Mustaeki
Registered User
Join date: May 2010
326 IQ
#1
I was wondering what the percentage of Pitch modification is per half step?

I believe per Step, its 15%. So half step is 7.5%

When I get bored of playing a song, I speed up the song and play with the higher pitch and increased speed with a Capo, and I go by the idea that 1 Step is 15% increase in pitch, so 2 then Capo goes on the second fret. Sometimes I increase the speed by pretty insane amounts, like 40% speed and the tuning is still correct.

This is the equation that I use, but is it right? Is there a sort of official equation?
It works perfectly fine for me.
Mustaeki
Registered User
Join date: May 2010
326 IQ
#3
Quote by jazz_rock_feel
What exactly are you asking?

When you increase the pitch of some form of audio, it increases it's pitch and it's speed.

So you take a guitar riff on a guitar tuned to D. You increase it's pitch by 15% and it now sounds like a guitar tuned in Standard, just played faster.
Keth
Contrapunctalist
Join date: Sep 2008
488 IQ
#4
An octave means a doubling of the frequency, so a factor 2. Since an octave is twelve steps, you get the 12th root of 2 per half step, which is around 1.0594. This is for equal temperament only.
HotspurJr
Registered User
Join date: Jul 2011
191 IQ
#5
Quote by Mustaeki
I was wondering what the percentage of Pitch modification is per half step?

I believe per Step, its 15%. So half step is 7.5%

When I get bored of playing a song, I speed up the song and play with the higher pitch and increased speed with a Capo, and I go by the idea that 1 Step is 15% increase in pitch, so 2 then Capo goes on the second fret. Sometimes I increase the speed by pretty insane amounts, like 40% speed and the tuning is still correct.

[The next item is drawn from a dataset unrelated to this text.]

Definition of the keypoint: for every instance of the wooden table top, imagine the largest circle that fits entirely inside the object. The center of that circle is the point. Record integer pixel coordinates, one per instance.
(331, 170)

This is the equation that I use, but is it right? Is there a sort of official equation?
It works perfectly fine for me.


One half-step should be the 12th root of 2 (go up 12 half steps, and you've doubled your frequency). I think this is a 5.94% increase. A whole step would be 12%. If you go up 15% instead, you're introducing about a quarter-step worth or error.

If that's "perfectly fine" your ear could probably use a little work.